Though these models are very performant in the representations that they learn, this is also a limiting factor inherent in their model architecture. Because computing attention is so computationally expensive, most models limit this to around 512 tokens (sub-parts of words). Because the models train with a short attention span, they don't learn long-term dependencies between long sentences. More recent research has focused on methods for improving this in existing Transformers, such as the Reformer, Transformer-XL, or Longformer models. These models, as with most deep learning research, have focused exclusively on the English language, making them limited for real-world use. To use these models on, e.g., Swedish data, we would need vast amounts of long-context data, which might not be available.
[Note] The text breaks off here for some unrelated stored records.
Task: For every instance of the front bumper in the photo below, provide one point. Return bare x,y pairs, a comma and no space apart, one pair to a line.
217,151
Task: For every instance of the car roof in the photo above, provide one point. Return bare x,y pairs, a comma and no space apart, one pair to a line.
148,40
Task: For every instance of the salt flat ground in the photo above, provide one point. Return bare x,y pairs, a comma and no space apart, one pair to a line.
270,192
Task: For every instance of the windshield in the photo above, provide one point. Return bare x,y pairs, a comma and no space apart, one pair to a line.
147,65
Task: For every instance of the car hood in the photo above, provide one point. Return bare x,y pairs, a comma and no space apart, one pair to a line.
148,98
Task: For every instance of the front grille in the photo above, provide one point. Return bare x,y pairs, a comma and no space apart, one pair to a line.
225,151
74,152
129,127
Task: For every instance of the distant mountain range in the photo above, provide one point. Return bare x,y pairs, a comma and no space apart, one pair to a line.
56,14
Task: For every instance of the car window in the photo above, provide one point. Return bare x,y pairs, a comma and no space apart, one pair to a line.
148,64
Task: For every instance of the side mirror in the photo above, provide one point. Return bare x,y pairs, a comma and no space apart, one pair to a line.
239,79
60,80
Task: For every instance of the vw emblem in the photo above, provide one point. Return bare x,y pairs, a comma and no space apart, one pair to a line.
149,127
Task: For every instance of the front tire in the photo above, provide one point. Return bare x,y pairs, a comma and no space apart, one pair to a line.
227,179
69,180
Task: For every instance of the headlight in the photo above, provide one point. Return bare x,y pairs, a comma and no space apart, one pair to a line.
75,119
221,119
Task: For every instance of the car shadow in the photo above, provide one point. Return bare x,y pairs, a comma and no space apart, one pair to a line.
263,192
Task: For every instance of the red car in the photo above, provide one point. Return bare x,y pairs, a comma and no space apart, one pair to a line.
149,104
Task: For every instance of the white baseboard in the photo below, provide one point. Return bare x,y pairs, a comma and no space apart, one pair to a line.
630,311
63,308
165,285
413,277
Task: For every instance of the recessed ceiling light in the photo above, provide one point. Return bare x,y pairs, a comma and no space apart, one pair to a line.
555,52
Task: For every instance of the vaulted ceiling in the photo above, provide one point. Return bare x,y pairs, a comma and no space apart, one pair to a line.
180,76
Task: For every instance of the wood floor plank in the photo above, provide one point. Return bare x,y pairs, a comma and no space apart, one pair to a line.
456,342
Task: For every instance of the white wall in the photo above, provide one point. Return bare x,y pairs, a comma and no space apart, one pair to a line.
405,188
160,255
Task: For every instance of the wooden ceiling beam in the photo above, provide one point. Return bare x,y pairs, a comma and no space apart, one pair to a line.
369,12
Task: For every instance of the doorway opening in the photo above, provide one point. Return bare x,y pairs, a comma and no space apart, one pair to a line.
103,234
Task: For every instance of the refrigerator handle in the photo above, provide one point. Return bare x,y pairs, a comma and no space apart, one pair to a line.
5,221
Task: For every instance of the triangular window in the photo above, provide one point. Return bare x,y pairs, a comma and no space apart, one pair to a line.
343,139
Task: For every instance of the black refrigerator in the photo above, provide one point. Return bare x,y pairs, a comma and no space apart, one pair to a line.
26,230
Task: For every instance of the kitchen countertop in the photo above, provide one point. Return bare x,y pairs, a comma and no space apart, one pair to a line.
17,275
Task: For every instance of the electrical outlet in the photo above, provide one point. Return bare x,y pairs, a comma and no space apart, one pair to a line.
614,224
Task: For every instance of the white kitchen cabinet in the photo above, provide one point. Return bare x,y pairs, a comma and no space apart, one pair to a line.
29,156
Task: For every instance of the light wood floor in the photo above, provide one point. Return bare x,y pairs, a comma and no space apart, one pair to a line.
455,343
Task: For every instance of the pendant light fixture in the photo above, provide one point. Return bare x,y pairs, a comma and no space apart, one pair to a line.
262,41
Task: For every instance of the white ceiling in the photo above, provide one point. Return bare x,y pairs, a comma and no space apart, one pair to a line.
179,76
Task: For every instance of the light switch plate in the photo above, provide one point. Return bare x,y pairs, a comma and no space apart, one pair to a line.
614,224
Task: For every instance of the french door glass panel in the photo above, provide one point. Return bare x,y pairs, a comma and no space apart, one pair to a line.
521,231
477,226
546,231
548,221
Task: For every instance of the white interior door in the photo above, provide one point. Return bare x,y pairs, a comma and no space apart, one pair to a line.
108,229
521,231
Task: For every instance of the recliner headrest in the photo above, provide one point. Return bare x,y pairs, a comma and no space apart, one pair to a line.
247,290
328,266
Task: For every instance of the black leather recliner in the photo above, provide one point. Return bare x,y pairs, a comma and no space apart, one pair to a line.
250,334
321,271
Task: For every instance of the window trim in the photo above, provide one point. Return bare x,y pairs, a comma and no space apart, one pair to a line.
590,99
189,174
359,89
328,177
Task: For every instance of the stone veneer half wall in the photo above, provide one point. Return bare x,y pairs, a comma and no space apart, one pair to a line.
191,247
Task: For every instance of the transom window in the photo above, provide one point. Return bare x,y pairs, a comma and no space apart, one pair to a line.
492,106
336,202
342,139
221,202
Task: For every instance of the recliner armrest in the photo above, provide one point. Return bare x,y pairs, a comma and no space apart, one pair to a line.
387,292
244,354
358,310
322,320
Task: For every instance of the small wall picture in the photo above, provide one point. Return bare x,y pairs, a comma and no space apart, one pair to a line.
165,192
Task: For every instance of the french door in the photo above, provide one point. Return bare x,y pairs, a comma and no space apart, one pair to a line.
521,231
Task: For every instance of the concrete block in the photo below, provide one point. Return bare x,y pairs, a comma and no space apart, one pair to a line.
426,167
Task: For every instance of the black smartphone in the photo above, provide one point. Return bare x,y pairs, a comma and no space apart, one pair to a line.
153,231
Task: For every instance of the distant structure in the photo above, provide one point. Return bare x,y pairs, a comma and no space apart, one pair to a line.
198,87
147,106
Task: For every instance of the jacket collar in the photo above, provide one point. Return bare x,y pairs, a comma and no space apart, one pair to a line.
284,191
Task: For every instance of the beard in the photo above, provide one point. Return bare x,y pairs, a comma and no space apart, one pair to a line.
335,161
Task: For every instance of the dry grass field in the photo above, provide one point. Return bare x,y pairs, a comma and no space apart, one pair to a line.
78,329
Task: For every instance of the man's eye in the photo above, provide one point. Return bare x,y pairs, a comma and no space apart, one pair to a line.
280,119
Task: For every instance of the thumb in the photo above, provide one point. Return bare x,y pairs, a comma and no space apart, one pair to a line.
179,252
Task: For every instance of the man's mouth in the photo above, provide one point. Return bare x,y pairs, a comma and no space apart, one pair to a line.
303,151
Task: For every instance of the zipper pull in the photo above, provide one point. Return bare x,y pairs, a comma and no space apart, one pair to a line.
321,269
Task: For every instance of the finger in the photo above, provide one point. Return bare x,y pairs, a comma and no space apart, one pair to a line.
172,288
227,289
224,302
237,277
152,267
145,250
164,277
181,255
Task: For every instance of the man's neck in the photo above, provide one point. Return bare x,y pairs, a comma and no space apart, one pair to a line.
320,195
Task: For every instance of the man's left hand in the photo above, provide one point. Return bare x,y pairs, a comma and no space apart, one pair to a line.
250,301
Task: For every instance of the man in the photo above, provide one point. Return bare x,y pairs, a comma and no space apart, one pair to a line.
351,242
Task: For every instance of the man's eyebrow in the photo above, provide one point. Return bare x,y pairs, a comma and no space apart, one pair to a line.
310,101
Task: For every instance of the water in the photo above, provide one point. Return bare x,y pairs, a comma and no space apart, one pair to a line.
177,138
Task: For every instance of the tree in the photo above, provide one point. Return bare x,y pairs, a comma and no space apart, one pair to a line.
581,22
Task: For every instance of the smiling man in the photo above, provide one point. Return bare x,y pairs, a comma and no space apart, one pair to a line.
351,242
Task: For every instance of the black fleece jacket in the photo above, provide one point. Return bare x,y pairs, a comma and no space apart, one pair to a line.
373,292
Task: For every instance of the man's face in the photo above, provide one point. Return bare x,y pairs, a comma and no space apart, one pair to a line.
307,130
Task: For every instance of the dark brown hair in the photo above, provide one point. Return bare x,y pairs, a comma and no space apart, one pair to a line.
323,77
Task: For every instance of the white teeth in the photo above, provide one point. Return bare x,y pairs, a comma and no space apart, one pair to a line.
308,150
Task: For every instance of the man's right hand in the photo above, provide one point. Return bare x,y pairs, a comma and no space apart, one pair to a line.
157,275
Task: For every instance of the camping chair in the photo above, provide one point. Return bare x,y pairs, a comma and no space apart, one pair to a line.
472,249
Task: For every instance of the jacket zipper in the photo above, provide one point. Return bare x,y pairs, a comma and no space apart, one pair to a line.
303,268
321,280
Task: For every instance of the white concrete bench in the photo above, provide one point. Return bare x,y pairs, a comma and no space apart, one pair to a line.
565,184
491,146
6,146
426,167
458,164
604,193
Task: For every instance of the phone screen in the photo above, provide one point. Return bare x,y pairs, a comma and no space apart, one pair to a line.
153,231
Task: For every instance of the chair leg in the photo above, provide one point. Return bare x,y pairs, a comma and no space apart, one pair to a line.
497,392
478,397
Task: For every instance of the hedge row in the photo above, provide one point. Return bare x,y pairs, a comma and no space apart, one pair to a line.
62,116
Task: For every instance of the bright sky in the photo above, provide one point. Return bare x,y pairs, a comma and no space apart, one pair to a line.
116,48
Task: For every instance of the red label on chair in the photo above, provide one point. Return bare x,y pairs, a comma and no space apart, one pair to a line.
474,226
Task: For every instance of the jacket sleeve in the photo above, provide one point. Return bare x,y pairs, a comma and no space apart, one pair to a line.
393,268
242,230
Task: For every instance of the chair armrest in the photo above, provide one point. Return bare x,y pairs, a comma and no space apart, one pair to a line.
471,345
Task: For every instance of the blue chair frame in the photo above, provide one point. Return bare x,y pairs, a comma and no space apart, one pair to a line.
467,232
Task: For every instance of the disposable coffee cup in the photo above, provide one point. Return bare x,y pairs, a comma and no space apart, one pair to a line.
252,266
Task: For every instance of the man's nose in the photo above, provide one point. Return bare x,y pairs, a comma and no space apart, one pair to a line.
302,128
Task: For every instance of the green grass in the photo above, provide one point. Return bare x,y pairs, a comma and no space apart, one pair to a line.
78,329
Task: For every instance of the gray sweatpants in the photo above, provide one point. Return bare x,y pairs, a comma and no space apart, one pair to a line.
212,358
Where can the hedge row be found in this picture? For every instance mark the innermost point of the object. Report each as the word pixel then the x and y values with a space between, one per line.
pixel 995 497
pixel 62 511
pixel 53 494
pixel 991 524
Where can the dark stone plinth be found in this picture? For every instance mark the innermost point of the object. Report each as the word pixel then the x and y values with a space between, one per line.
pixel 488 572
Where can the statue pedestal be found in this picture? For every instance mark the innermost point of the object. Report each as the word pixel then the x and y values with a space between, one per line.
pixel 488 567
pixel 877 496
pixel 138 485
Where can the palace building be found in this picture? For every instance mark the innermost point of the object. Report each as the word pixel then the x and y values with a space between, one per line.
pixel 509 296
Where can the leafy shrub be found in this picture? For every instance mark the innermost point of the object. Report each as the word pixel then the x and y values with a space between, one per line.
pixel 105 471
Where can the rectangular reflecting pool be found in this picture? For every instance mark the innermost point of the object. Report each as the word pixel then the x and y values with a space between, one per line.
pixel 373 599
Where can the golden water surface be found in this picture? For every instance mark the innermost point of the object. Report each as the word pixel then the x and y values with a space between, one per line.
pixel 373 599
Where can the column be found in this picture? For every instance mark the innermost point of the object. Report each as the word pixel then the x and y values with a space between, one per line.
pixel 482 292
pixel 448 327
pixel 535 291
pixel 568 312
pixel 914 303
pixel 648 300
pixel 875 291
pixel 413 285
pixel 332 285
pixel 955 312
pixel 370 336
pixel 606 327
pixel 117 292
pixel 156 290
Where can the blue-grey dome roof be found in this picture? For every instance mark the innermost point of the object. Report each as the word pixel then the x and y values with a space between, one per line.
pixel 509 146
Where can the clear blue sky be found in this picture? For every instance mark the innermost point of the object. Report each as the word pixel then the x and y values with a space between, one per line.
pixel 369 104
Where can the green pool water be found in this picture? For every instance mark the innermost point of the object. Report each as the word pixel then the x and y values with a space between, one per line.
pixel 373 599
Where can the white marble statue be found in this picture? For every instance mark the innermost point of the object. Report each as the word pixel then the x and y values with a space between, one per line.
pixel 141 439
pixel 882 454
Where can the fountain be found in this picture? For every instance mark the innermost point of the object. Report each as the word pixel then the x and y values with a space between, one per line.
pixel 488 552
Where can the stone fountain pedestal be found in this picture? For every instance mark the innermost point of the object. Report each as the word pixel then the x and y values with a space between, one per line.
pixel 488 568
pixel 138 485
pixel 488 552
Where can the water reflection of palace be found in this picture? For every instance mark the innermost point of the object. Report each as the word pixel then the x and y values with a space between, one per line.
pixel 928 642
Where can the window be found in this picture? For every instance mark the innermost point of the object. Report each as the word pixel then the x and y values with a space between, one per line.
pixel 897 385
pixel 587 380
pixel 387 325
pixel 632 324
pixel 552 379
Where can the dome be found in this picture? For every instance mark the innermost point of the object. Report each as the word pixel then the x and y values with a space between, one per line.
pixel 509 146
This process would then need to be repeated for every new language we want to use the model for.
It is not feasible to re-purpose even a fraction of the research models into the over 7000 languages spoken in the world. However, what some recent models have done (XLM-R and mBERT) is to train existing models on over 100 of the most common languages in the world. These models have shown to be on par with existing monolingual models or even out-performing them in some instances. Additionally, they have proven to adapt surprisingly well to new languages, previously not seen by the model.
Training a language model from scratch takes a long time, a large-context model more so and a multilingual model exuberantly more. We speculated that the ideal way to create a model that could leverage longer context in multiple languages would be if we could start from a multilingual model and extend its context with additional training. Luckily, there does exist such models: one of which is called the Longformer.